RFE was applied on all available features including the nine features which resulted from the five sensors of the Mobvoi smartwatches described above, plus weather information, i.e. temperature, humidity, pressure, wind, clouds, and weather, as well as time-related information, i.e. hour, weekday and session. The latter determined the part of the day.The best feature set using RFE based on a decision tree is presented in Table 1.
Table 1 Best feature set using RFE One model was built for each question for each user, i.e., each user had three different models: One for predicting happiness, one for predicting activity, and one for predicting stress. In order to build these models, it was necessary to apply some preprocessing steps. These steps are explained in the following.
To create the training and testing instances, each mood data entry was combined with one instance of sensor data, by searching for the closest timestamp in the sensor data that matched the mood data. Unfortunately, a match could not always be found between mood and sensor data, and thus, some information could not be considered while fitting the models. The answers for the different questions were used as labels.
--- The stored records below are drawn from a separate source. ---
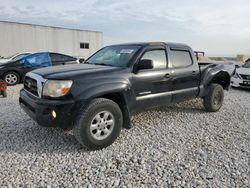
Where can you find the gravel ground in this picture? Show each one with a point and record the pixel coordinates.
(176, 146)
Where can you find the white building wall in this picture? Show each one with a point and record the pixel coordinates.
(17, 37)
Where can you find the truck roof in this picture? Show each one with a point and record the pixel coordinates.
(170, 44)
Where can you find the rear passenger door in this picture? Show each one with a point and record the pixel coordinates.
(152, 87)
(185, 74)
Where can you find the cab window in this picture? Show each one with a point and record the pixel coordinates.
(158, 57)
(180, 58)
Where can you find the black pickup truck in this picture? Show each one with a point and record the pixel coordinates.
(98, 98)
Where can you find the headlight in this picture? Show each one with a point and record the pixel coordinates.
(236, 75)
(56, 88)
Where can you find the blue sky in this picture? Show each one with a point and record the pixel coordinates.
(219, 27)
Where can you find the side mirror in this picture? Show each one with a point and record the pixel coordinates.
(145, 64)
(81, 60)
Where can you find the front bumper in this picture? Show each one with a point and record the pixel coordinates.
(237, 82)
(40, 110)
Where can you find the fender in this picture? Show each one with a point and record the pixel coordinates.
(121, 88)
(215, 74)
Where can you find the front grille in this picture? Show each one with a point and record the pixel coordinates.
(30, 85)
(245, 85)
(245, 77)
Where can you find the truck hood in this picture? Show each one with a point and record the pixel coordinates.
(242, 70)
(70, 71)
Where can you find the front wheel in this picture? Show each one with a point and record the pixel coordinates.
(213, 100)
(98, 124)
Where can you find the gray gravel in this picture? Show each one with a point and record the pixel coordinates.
(176, 146)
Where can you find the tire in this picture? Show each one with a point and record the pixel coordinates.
(214, 98)
(12, 78)
(98, 124)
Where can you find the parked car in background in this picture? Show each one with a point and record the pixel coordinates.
(14, 71)
(241, 77)
(14, 57)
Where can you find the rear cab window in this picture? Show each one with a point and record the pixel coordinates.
(180, 58)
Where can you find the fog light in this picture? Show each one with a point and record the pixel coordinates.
(53, 114)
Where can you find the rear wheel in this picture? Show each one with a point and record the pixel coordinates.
(11, 78)
(214, 98)
(98, 124)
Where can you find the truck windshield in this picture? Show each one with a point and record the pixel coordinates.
(117, 56)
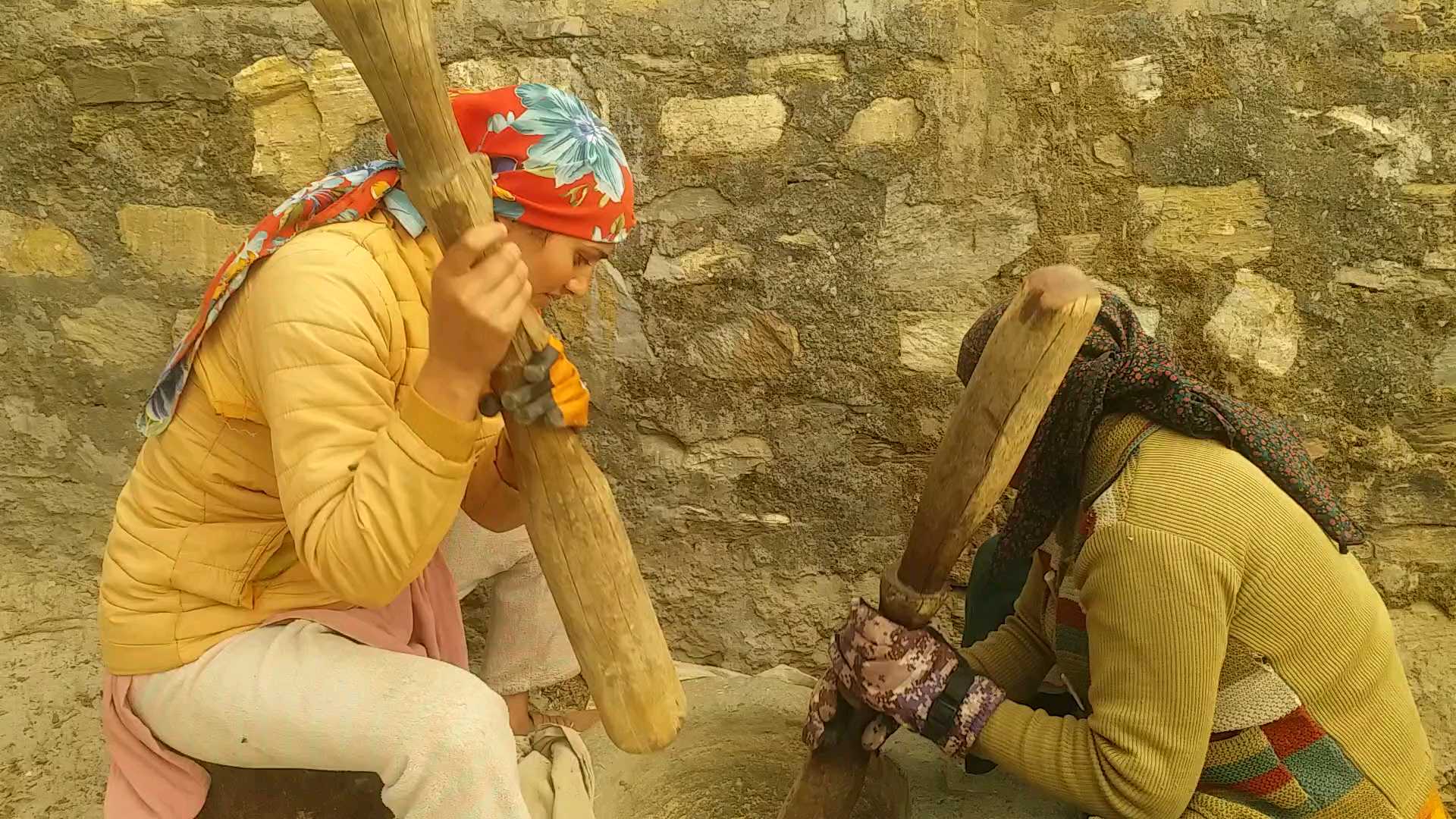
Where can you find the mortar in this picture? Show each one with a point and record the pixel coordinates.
(736, 757)
(740, 751)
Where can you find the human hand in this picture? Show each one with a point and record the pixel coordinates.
(560, 400)
(478, 295)
(910, 676)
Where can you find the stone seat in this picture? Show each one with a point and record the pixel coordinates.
(280, 793)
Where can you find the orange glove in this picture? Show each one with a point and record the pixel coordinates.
(551, 391)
During the preprocessing step, those columns, which either had more ‘not-a-number’ (nan) values than numerical values or where the standard deviation of the column was zero, were dropped. Remaining nan values in columns which had not been dropped were replaced with the mean of the respective column. Further, one weather variable had to be encoded such that the values were numerical. To cope with the imbalanced dataset, cost-sensitive learning [29] was taken into account when building the models. Additionally, tenfold cross-validation with stratification was used when evaluating the generalization performance of each algorithm.
Performance measures
Different performance metrics, i.e. accuracy, F1-score and a combination of both were calculated based on the different feature-sets, periods and questions to evaluate and compare each algorithm. Although accuracy is a common evaluation metric, in this case it might not be a good indicator because when the class distribution in a dataset is skewed, the accuracy can be very high which leads to the assumption that the model is doing well [30]. The F1-score, a combination of precisionFootnote 1 and recallFootnote 2 was used for evaluating the model to overcome the drawback of accuracy. Mathematically, it is expressed as:
$$2\times \frac{\text{precision }\times {\text{recall}}}{\text{precision }+ {\text{recall}}}$$
(1)
Finally, to compare different models, a single number metric was necessary, which takes into account accuracy and F1-score equally. Without such a metric, one model could be superior w.r.t accuracy while another could be superior w.r.t F1-score. The combination was simply the mean of both metrics:
$$\frac{{\text{Accuracy}}+{\text{F}}1}{2}$$
(2)
The metrics were calculated for all three models of each user. However, for the final evaluation, the various performances of each user were summarized, and the average was taken.
It was necessary to build a baseline against which the models’ performance could be compared to infer the meaning of these metrics. Such a baseline can evince performance improvements while pointing out superior algorithms. Due to the highly imbalanced dataset it was reasonable to use a majority classifier, also called zeroR, as a baseline classifier. It is a naïve classifier that always predicts the most frequent class in the training set [30]. In the bottom line all the learned models should at least outperform the majority classifier.